Singer-guitarist Nils Lofgren released not one but two of 1975’s best albums. The first was his solo debut, Nils Lofgren (A&M), a firecracker of fuzz-box rock and sweet-ballad sigh that made good on the promise of Lofgren’s early notoriety with his band Grin and as a teenage sideman for Neil Young. Lofgren’s second triumph of ’75 wasn’t actually released at the time, at least officially, and didn’t even look legal. Back It Up!! Live . . . An Authorized Bootleg (A&M/Hip-O Select) was a San Francisco radio broadcast — a live-in-the-studio gig on behalf of Nils Lofgren — pressed in a limited run of 1,000 LPs, packaged like something on the illicit Swingin’ Pig label and sent to DJs and critics. I’ve still got mine. But it’s finally out for all, on CD, and you need it. With a bare-knuckle band that includes pianist Al Kooper, Lofgren roughs up the teardrop pop of “I Don’t Want to Know” with stripped-back snap and ignites Crazy Horse’s “Beggar’s Day” and his epistle to Keith Richards, “Keith Don’t Go (Ode to the Glimmer Twin),” with extended six-string swordplay.
For the first encore of his New York solo concert on February 6th, Italian pianist Stefano Bollani took requests — nearly a dozen, including “Desafinado,” “Round Midnight” and anything by Billy Joel. Bollani then played them all, climaxing with a whiplash blend of “Rhapsody in Blue” and Joel’s “My Life.” That medley is not on Bollani’s superb new Piano Solo (ECM). Nor is his ivory-whirlpool version of King Crimson’s “Frame by Frame,” which he also played that night. But Bollani’s originals and improvisations on Piano Solo are richly endowed with the same finesse, wit and adventure. Bollani’s ECM debut — a dynamic successor to Keith Jarrett’s and Chick Corea’s classic Seventies piano albums for the label — ends with a slow, tender investigation of “Don’t Talk,” from the Beach Boys’ Pet Sounds, for which no more words are necessary.

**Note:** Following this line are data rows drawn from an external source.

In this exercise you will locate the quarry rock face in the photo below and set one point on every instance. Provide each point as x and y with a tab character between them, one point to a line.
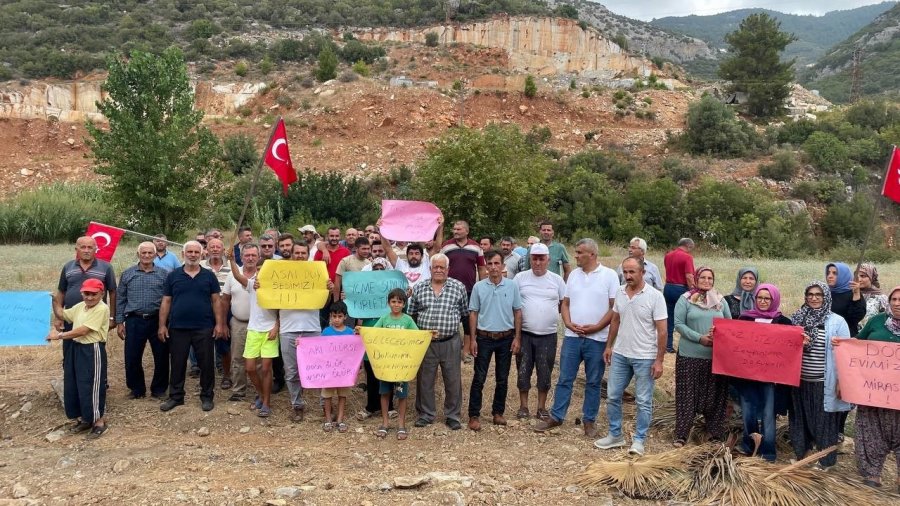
538	45
75	101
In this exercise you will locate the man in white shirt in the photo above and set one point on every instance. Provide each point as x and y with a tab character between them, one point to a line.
590	294
542	292
636	347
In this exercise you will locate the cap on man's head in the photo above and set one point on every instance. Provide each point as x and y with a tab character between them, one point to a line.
539	249
92	285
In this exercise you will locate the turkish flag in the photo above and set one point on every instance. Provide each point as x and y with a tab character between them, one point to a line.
107	239
891	188
278	157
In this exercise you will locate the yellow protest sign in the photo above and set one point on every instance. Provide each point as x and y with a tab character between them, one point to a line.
292	284
395	354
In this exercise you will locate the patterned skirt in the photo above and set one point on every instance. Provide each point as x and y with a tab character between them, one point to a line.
877	435
699	391
811	427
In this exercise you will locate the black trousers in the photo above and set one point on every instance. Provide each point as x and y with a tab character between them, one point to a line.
138	332
180	342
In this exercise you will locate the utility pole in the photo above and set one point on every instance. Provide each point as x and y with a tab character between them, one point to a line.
856	85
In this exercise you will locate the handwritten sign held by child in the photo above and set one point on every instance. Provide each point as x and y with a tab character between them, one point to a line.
329	361
758	351
366	292
395	354
24	318
869	372
287	284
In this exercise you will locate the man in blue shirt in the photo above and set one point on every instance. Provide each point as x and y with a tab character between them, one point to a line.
191	314
495	320
165	259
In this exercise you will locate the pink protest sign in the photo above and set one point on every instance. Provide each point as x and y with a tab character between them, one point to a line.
329	361
869	372
408	220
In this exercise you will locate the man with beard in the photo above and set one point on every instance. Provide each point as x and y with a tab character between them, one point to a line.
191	313
164	258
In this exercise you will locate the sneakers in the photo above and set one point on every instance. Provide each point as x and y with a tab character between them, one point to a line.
637	448
611	441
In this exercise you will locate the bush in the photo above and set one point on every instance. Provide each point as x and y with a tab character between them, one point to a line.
52	214
530	87
783	168
713	129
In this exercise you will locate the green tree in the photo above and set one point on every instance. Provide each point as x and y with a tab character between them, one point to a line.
755	66
160	162
327	65
492	178
530	86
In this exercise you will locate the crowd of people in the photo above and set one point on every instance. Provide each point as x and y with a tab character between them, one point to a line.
509	301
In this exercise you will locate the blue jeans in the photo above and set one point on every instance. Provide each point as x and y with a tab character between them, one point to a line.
671	293
758	406
621	370
574	351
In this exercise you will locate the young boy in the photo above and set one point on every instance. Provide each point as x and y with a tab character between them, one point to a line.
338	315
84	366
396	319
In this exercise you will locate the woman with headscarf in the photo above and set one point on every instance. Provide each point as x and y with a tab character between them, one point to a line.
741	299
697	389
758	399
847	301
816	416
878	429
870	288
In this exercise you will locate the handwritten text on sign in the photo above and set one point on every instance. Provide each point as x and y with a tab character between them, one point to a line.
869	372
289	284
408	220
329	361
366	292
395	354
758	351
24	318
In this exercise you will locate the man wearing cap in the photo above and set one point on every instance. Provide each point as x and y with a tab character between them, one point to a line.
84	368
137	321
191	314
637	248
590	293
164	258
245	236
495	317
542	293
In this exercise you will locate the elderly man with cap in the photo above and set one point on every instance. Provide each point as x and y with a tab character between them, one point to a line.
84	368
637	249
137	320
542	293
191	314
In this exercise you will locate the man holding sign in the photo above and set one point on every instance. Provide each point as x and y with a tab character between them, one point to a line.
495	317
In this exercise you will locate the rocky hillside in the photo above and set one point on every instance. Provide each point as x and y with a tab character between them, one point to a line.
880	46
815	34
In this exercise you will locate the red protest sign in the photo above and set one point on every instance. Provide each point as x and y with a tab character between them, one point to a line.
758	351
869	372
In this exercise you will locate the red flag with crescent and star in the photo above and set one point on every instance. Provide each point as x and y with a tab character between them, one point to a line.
106	237
891	188
278	157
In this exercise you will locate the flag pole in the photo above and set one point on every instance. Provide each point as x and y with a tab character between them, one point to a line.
876	210
249	196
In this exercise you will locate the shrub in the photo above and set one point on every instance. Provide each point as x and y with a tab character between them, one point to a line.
783	168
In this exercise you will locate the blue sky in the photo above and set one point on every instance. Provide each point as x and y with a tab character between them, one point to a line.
649	9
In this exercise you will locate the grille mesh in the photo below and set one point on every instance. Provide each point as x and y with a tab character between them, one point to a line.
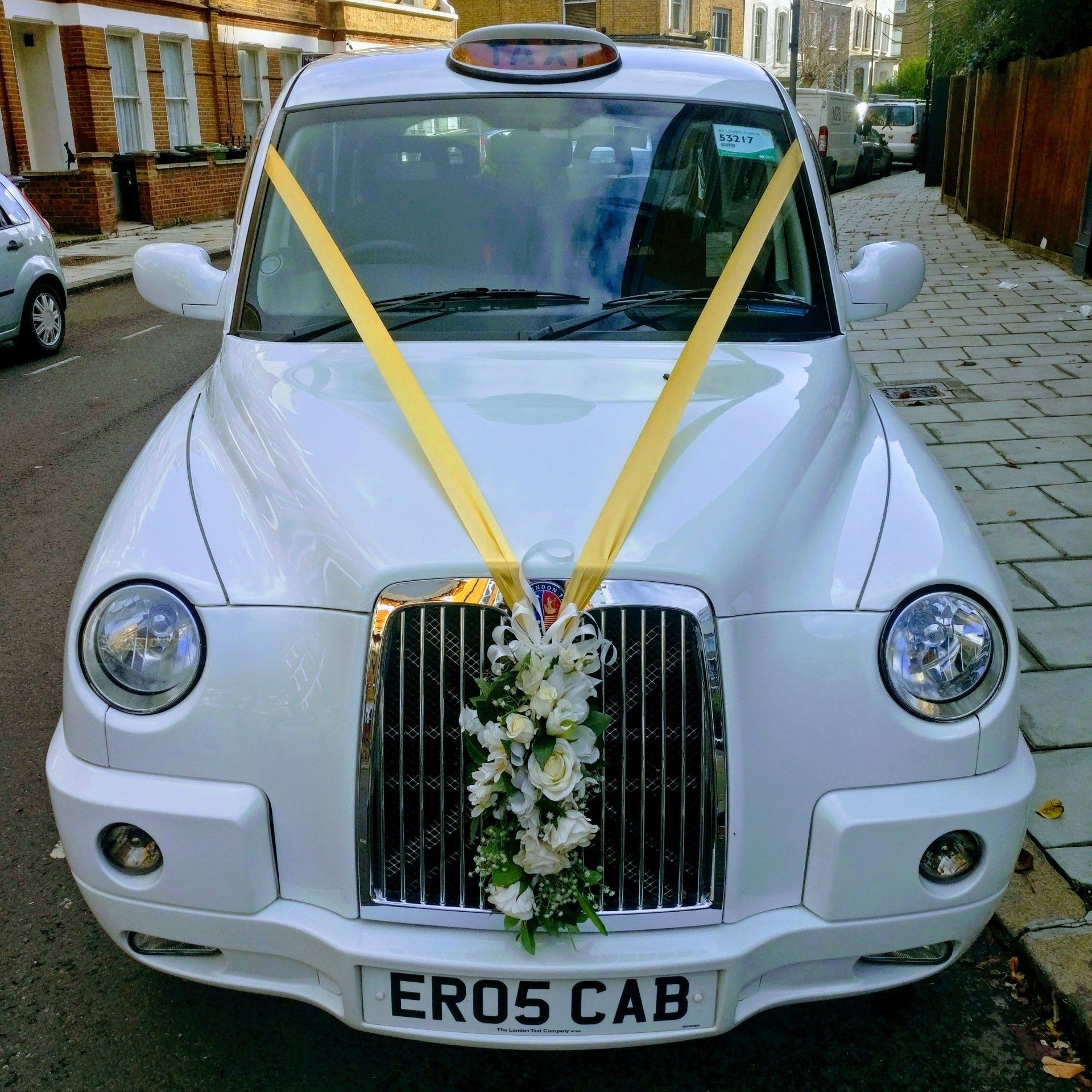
657	808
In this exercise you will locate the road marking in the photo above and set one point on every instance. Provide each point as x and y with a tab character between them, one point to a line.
55	365
139	332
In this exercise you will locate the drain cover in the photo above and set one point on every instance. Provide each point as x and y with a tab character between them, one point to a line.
928	392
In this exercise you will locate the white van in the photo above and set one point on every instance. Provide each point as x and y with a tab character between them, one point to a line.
833	116
898	123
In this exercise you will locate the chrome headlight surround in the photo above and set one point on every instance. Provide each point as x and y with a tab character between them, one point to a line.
165	655
984	680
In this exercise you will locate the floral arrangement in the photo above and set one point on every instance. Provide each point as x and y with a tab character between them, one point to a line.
533	739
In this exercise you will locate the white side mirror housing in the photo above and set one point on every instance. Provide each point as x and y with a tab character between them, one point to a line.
885	278
179	278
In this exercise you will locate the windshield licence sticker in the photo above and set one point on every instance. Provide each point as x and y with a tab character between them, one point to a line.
745	143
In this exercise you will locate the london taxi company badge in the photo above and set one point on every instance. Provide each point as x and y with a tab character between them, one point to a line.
549	594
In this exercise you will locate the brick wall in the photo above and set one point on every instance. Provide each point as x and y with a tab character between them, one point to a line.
185	192
79	200
91	102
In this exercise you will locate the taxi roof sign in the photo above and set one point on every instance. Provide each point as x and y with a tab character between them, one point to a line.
534	53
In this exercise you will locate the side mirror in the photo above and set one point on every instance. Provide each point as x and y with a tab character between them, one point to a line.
179	278
885	278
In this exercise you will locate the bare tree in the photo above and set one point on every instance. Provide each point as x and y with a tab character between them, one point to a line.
825	44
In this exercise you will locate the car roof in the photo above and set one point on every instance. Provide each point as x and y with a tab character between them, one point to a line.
423	72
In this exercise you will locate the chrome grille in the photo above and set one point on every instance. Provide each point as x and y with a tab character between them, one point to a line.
661	810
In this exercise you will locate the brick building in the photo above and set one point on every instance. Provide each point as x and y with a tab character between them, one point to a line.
702	24
94	97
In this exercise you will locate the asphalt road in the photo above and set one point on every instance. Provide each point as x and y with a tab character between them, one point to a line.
77	1014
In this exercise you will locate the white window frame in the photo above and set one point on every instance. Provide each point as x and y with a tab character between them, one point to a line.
781	41
261	70
758	40
192	118
143	96
726	39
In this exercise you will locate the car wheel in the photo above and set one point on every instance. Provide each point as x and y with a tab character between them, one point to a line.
42	332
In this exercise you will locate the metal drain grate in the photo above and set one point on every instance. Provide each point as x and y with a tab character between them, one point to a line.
928	392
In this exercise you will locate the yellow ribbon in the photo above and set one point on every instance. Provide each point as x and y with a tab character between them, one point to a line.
630	491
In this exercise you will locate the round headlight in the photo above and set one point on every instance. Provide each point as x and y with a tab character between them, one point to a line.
142	648
942	655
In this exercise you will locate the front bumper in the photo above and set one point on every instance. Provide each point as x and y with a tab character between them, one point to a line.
279	946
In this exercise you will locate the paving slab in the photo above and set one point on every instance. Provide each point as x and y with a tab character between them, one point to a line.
1067	582
1078	425
1010	478
1073	536
1075	862
1015	542
1056	708
1044	450
1061	637
999	506
1023	594
1076	497
1066	776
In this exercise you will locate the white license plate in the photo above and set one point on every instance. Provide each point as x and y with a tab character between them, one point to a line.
540	1006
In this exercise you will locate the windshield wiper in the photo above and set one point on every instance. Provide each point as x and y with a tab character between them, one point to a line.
444	303
669	297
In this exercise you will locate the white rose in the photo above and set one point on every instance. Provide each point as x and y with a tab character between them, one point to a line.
565	715
559	776
584	746
531	677
484	783
570	832
544	699
519	729
537	859
514	902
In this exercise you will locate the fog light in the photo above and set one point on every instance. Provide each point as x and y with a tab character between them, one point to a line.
130	849
924	954
952	858
144	944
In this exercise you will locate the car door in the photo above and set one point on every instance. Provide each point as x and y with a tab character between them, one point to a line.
13	256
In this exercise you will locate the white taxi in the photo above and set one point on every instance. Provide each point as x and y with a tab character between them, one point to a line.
807	779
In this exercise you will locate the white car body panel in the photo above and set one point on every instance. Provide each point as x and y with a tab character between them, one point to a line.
759	413
286	491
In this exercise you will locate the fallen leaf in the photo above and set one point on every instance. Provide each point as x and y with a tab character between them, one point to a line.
1067	1070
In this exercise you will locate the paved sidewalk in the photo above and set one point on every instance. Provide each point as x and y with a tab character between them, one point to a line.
90	264
1002	338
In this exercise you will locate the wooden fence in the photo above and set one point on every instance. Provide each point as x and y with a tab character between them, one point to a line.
1017	149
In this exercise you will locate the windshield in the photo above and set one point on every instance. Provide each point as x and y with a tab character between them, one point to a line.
531	217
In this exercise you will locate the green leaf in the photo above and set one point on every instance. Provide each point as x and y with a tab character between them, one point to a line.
527	938
598	721
475	751
510	874
543	750
590	911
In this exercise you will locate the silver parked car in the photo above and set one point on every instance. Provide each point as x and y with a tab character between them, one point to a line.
33	295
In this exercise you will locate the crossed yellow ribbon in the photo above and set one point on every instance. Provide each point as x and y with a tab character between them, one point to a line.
630	491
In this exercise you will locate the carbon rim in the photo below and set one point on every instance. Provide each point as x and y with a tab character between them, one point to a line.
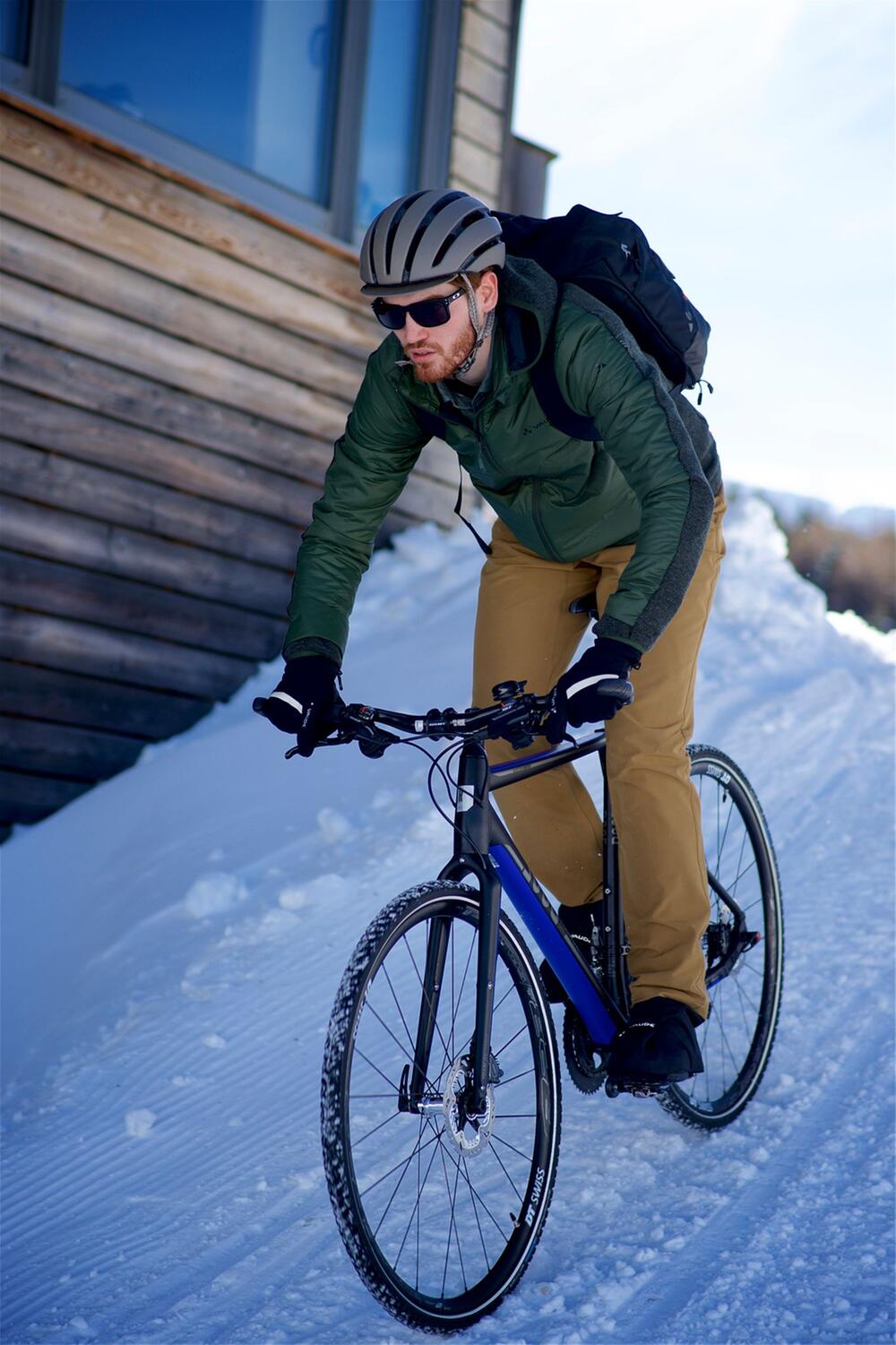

The new rent-party platter by Southern Culture on the Skids<, Countrypolitan Favorites (Yep Roc), is nothing but other folks’ songs. Most are nothing like you’d expect. The Kinks’ “Muswell Hillbilly” is decked out in authentic rockabilly twang and the garage-rock organ from “96 Tears.” Rather than emphasize the country modernism in the Byrds’ “Have You Seen Her Face,” Rick Miller’s dirty-tremolo guitars sound like he pinched them from the Blues Magoos. There is much quality honky-tonkin’ (including covers of Lynn Anderson and Onie Wheeler), but the extreme change-ups — like the cow-pie grenade the Skids make from John Fogerty’s “Fight Fire” — are clear favorites.